The Key Laboratory of Biomedical Information Engineering, Ministry of Education and Institute of Molecular Genetics, School of Life Science and Technology, Xi'an Jiaotong University, Xi'an 710049, People's Republic of China.
Human Reproduction (Impact Factor: 4.57). 07/2007; 22(6):1789-94. DOI: 10.1093/humrep/dem052
Source: PubMed


The insulin-like growth factor 1 (IGF1) gene, which plays a crucial role in hypothalamic-pituitary-ovarian hormone-controlled metabolic processes, may influence the onset of menarche. Our study aimed to test association between IGF1 polymorphisms with the variation of age at menarche (AAM) in Caucasian females.

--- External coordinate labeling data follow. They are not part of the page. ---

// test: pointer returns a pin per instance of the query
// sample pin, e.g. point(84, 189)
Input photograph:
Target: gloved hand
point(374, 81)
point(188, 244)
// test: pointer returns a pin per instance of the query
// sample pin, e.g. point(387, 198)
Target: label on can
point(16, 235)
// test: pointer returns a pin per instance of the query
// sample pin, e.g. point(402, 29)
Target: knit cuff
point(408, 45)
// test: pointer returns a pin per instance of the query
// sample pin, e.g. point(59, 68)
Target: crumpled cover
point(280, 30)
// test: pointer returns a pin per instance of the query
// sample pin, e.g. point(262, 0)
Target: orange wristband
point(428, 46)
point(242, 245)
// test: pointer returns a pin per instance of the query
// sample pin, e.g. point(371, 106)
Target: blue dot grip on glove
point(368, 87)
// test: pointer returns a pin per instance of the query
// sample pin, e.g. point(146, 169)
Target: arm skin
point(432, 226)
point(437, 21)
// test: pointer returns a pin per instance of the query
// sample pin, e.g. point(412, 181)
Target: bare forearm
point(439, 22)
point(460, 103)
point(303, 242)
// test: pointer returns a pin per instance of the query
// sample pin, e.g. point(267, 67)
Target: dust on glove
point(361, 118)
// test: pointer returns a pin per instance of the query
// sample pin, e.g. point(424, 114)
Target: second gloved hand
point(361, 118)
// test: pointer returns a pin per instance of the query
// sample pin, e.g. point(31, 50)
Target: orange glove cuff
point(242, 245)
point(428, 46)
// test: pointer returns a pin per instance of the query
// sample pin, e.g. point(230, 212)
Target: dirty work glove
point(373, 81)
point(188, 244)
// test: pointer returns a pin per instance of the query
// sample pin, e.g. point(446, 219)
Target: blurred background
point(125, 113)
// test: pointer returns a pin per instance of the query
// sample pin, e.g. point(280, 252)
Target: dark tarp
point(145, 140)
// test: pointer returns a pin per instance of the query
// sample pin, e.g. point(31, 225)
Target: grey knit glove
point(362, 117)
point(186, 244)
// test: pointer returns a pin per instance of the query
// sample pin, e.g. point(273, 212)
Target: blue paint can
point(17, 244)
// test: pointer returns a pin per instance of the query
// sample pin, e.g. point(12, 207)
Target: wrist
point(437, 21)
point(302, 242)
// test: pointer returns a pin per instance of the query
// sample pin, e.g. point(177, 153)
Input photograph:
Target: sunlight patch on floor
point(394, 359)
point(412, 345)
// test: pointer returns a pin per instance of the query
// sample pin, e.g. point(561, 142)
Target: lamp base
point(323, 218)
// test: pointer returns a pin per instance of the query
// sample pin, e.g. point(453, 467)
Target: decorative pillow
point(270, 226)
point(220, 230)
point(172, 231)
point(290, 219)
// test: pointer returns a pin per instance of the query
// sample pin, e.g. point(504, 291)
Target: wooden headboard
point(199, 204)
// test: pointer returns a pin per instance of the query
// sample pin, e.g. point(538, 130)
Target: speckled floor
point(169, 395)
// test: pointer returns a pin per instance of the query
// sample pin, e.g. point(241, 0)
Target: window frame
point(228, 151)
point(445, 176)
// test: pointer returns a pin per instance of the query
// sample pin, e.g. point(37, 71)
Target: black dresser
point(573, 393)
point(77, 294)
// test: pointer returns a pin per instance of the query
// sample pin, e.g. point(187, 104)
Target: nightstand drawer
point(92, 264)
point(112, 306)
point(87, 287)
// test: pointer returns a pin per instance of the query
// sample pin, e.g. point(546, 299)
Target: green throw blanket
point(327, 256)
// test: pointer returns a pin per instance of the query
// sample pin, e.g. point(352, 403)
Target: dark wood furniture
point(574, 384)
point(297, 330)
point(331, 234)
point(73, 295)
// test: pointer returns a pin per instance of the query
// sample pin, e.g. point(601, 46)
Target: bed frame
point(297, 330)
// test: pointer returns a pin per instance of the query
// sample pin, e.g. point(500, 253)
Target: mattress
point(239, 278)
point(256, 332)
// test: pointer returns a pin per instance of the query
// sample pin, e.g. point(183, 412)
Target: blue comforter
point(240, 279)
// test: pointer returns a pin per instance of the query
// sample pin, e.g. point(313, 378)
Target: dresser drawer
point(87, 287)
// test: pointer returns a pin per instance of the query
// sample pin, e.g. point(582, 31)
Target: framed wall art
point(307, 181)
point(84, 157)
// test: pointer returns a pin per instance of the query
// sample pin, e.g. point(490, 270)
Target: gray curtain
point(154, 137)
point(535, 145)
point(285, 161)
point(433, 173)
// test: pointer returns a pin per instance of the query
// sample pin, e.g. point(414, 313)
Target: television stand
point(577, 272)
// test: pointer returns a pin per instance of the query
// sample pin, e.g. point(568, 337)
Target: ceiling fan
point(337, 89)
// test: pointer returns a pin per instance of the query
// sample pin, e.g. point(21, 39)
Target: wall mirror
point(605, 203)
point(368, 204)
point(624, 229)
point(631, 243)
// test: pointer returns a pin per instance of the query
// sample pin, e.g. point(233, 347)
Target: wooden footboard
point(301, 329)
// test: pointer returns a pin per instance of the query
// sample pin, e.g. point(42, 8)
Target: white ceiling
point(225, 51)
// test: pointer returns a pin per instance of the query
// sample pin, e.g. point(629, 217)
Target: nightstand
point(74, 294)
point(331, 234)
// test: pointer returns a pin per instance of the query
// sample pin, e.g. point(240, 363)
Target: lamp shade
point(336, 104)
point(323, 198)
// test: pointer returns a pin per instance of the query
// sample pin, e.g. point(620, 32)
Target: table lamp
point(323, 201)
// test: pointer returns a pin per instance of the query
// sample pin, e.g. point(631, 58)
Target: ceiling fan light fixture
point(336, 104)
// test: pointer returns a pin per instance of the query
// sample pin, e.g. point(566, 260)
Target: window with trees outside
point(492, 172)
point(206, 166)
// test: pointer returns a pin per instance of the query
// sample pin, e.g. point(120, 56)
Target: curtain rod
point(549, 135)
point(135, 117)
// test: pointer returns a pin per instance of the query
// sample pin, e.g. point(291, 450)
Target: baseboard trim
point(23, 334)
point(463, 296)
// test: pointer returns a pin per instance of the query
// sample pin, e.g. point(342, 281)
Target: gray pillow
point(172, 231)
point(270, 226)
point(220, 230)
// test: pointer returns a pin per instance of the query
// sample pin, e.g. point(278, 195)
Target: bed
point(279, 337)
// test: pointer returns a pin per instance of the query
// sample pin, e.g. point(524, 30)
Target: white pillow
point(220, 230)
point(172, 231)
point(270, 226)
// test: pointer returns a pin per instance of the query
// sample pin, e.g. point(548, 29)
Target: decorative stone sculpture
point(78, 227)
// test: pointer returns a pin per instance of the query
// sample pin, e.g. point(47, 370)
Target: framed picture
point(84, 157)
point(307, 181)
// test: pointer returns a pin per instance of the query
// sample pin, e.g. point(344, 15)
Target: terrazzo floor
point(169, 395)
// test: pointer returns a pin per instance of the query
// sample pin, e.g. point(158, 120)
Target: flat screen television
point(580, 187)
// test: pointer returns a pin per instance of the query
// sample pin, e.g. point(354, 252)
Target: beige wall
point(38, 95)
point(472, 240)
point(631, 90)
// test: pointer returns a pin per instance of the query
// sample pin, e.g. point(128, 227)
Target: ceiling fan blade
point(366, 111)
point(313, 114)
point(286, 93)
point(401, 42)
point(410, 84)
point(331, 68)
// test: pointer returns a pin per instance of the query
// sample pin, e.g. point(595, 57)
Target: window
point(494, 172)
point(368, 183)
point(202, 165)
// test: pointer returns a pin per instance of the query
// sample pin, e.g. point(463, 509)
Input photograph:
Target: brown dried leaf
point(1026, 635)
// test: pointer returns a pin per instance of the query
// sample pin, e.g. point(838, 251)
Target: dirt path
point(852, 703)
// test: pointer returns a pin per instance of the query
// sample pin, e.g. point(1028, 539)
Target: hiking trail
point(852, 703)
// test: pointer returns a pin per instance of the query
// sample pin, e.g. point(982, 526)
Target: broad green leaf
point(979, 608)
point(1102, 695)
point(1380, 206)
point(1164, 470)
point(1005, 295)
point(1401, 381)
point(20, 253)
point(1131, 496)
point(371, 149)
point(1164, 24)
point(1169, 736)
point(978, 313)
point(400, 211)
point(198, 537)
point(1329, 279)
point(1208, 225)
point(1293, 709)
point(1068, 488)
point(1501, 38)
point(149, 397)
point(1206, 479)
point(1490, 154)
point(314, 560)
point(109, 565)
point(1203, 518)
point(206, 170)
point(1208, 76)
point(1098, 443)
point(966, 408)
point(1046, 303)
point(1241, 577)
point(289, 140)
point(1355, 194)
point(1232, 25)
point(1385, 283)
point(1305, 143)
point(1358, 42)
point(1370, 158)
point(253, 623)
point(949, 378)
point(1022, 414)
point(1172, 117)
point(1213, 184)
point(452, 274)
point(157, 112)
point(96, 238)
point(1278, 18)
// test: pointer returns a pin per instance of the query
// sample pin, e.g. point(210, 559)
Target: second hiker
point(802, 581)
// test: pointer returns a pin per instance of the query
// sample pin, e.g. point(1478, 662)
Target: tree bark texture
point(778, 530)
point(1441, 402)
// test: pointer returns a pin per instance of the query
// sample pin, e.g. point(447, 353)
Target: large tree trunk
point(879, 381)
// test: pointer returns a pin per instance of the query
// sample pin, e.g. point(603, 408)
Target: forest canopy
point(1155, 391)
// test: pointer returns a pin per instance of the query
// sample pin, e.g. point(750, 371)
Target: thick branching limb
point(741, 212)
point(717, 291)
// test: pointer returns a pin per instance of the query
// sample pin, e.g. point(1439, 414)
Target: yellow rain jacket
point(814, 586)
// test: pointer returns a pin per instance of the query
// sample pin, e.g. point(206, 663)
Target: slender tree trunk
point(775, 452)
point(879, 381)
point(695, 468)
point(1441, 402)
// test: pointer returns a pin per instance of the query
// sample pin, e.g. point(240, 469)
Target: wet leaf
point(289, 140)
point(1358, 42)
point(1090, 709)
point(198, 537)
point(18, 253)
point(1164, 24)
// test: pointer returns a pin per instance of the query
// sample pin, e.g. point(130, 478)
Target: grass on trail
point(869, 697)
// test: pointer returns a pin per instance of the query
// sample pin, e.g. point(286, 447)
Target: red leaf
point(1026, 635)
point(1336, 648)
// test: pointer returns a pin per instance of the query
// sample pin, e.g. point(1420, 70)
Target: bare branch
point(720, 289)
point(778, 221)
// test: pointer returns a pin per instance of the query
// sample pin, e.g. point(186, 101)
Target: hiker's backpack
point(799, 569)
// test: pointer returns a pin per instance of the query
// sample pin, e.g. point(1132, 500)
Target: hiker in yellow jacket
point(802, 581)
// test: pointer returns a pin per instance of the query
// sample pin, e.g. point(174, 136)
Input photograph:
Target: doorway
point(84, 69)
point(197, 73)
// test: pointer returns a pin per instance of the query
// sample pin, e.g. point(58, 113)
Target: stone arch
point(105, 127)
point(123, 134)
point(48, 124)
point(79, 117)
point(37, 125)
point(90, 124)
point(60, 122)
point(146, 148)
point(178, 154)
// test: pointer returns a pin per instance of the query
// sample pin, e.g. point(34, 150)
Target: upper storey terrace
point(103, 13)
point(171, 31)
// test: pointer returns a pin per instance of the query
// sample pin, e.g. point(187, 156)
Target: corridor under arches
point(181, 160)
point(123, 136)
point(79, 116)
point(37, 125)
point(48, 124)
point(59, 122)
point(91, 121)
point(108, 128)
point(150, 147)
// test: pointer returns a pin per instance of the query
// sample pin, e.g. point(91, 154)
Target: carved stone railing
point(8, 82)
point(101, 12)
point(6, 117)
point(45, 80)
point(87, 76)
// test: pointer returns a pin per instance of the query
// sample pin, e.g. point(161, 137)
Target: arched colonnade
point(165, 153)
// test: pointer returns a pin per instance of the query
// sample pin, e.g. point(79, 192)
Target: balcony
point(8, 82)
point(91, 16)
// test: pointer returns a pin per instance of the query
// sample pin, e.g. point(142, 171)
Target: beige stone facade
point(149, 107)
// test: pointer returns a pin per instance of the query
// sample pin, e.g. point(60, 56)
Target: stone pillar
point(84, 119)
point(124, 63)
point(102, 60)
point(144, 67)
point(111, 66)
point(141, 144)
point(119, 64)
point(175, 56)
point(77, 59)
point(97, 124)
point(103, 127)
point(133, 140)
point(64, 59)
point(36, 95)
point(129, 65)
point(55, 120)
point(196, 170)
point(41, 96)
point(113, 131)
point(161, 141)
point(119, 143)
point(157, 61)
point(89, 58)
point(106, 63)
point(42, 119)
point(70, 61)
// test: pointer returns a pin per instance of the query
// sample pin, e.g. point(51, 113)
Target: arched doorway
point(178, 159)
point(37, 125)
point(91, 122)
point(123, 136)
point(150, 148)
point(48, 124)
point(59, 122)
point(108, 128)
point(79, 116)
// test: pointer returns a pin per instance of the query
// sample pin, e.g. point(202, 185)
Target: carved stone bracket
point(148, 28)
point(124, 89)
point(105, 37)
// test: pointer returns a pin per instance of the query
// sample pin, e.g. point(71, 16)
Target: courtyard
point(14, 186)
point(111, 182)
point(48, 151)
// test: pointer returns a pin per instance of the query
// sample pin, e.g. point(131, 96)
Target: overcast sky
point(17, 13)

We recruited a sample of 1048 females from 354 Caucasian nuclear families and genotyped 19 single-nucleotide polymorphisms (SNPs) spanning the entire IGF1 gene. Pairwise linkage disequilibrium among SNPs was measured, and the haplotype blocks were inferred. Both single SNP markers and haplotypes were tested for association with AAM using the quantitative transmission disequilibrium test.
Significant association (P = 0.0153) between AAM and SNP3 (rs6214) in block1 was detected.
Our results suggested a potential effect of SNP3 in the IGF1 gene on AAM variation in Caucasian women for the first time. However, further independent studies are needed to confirm our findings.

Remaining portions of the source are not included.